Zorà, vedova, 35 anni, tre figli, una disabile grave. Manteneva la famiglia, cuoca tuttofare in una compagnia costruzioni.

Ad agosto la compagnia chiude, Zorà perde l’impiego.

Vive di lavoretti e di carità. Si corica e alza con un costante pensiero, trovare cibo. A diritti, sicurezza, istruzione non può permettersi di pensare. Quando fa buio, talvolta rovista nelle discariche.

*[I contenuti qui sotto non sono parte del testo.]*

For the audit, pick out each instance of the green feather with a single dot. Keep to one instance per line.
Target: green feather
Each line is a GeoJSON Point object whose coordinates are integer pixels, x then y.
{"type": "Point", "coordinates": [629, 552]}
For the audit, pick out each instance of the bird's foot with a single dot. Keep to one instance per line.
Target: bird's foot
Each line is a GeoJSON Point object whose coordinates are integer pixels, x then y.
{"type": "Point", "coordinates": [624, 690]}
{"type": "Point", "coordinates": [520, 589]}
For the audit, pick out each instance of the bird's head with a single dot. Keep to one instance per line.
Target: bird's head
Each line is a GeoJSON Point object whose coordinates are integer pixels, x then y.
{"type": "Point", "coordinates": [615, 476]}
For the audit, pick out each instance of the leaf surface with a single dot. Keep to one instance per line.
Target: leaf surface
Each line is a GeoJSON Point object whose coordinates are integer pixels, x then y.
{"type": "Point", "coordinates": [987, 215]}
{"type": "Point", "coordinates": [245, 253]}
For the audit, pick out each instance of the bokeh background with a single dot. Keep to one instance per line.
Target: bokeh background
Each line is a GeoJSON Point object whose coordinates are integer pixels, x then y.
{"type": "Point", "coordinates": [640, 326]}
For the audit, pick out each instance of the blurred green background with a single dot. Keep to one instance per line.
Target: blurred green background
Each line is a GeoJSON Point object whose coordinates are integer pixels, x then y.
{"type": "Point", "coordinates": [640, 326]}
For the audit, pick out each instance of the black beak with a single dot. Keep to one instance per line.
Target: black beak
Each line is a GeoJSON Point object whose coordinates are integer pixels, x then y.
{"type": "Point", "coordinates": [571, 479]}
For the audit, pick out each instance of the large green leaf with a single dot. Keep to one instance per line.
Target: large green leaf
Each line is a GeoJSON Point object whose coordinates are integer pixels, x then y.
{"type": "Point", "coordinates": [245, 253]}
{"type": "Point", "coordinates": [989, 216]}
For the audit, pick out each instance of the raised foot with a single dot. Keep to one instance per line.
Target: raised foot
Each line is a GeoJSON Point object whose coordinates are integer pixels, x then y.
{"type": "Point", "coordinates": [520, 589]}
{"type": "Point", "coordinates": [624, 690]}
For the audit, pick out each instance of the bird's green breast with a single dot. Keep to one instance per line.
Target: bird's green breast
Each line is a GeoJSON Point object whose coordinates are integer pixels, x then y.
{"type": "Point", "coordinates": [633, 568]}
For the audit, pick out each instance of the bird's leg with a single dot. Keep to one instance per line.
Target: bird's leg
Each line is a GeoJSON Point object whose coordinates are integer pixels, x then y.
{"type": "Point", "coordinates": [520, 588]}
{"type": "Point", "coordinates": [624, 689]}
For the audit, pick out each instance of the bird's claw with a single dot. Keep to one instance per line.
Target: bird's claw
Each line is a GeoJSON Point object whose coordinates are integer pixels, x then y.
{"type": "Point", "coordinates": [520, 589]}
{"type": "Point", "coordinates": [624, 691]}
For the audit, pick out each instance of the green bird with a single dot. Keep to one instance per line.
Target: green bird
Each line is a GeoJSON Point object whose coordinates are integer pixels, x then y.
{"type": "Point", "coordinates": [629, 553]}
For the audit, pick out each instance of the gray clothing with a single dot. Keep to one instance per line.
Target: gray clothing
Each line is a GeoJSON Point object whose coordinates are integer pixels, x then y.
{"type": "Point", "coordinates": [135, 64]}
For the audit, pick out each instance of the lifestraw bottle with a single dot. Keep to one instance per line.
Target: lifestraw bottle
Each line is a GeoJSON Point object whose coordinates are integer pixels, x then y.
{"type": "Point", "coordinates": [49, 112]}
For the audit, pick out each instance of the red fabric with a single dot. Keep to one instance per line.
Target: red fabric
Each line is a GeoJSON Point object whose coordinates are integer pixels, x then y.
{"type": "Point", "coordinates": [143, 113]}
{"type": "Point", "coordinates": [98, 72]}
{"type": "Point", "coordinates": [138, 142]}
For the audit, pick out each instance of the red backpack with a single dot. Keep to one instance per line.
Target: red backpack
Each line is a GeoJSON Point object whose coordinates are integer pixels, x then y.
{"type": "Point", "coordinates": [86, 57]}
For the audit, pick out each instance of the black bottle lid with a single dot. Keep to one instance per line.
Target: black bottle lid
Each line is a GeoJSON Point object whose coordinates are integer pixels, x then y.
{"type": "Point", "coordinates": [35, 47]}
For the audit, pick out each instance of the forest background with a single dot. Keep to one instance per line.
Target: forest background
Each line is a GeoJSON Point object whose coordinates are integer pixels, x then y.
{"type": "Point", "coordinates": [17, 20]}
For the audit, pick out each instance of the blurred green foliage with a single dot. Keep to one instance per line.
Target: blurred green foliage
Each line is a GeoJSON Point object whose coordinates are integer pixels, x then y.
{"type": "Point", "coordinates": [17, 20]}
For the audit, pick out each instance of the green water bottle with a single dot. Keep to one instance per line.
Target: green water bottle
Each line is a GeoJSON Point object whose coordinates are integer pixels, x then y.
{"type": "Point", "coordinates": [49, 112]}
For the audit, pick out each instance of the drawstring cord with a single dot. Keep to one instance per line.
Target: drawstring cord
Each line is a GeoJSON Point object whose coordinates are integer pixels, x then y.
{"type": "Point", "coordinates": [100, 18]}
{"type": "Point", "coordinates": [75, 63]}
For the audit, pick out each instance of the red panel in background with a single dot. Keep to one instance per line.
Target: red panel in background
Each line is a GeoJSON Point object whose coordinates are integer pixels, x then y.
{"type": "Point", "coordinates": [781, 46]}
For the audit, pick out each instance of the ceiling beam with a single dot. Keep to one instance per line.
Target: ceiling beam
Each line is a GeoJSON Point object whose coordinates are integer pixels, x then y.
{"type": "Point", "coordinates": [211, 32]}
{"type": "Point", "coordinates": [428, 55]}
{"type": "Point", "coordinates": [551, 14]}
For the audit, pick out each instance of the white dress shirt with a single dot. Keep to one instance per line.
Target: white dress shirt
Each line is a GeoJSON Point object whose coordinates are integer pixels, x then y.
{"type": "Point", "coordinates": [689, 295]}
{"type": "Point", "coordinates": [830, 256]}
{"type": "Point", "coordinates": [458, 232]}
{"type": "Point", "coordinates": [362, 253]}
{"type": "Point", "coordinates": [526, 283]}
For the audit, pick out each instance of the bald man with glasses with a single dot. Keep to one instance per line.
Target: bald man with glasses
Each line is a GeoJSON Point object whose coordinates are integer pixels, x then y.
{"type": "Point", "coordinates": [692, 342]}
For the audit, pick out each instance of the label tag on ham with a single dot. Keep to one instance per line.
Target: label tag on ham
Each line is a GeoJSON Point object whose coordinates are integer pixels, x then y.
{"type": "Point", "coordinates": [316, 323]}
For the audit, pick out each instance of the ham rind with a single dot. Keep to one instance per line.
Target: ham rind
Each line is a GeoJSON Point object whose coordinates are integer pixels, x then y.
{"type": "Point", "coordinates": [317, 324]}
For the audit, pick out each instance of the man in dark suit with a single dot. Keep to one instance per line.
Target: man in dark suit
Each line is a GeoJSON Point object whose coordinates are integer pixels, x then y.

Sharif, 45 anni, infermiere-anestesista, 6 figli, si considera fortunato. Lo stipendio è buono, risparmierebbe se non dovesse mantenere i fratelli disoccupati, ex-militari. Con i familiari, 26 persone in totale.

Si occupava di politica e società civile, scriveva online. Tutto finito. «Il governo precedente aveva grosse pecche, corrotto. Ma potevo criticare. Ora solo tacere».

Le figlie, escluse dalla scuola alla vigilia della maturità, non fanno che piangere. «Tiro avanti come un mulo bendato, pernon vedere e riflettere».

Dall’agosto 2021 incredulità, paura e smarrimento si sono susseguiti.

Quanti ho visto piangere, memori dei decreti talebani degli anni 90. Per mesi a chiedersi “e adesso?”, aspettando decreti e nuove regole. Ora i più sono rassegnati.

Mezzo Paese partirebbe, ma le frontiere sono chiuse.

Arrangiarsi. Ex-insegnanti o impiegati supplicano per un posto da addetti alle pulizie, altri fanno i tassisti o gli ambulanti. Maestre e bancarie licenziate aprono corsi per ragazze, diventano sarte o parrucchiere. Qualsiasi lavoro.

Gli afghani campioni di sopravvivenza e solidarietà. «Il mondo ci ha dimenticati», dicono. Prevedibile, con le nuove guerre e le crisi.

I sostenitori dei talebani naturalmente non mancano. Faruq, pashtun, contabile, non ha mai nascosto le sue simpatie. Dall’agosto scorso sembra cresciuto in altezza. Dice che il regime restituisce l’Afghanistan agli afghani, preserva tradizioni. È gentile con i colleghi che lo cercano per raccomandazioni, si rende utile. Ma lo temono.

Le organizzazioni umanitarie possono lavorare? Per fortuna sì, liberamente. È grazie a loro che denaro e aiuti arrivano.

Il mio lavoro con la Croce Rossa ha potuto continuare più intenso che mai, con un aumento dei pazienti assistiti pari al 25%.

Tra loro tanti talebani. In genere corretti ma mai amichevoli e incapaci di dire grazie.

Anche le piccole Ong riescono a operare. L’italiana Nove Onlus, ad esempio, fa miracoli in alcuni distretti di Kabul, aiutando ogni mese donne-capofamiglia povere (Zorà una di loro), e offrendo corsi di alfabetizzazione femminile, un progetto sorprendente visto che a richiederlo sono le autorità locali stesse.

Che può fare la comunità internazionale? Dialogare con il governo afghano. La diplomazia sa trovare il modo. Riprendere con gli aiuti, senza condizioni, ricordando che l’Afghanistan è la gente. Gente che di guerra e politica è stanca. Soffre da oltre 40 anni.

Sharif mi ha appena informato che Faruq e famiglia hanno lasciato il Paese, emigrano. Un segno non buono, commenta, se anche i pro-talebani se ne vogliono andare.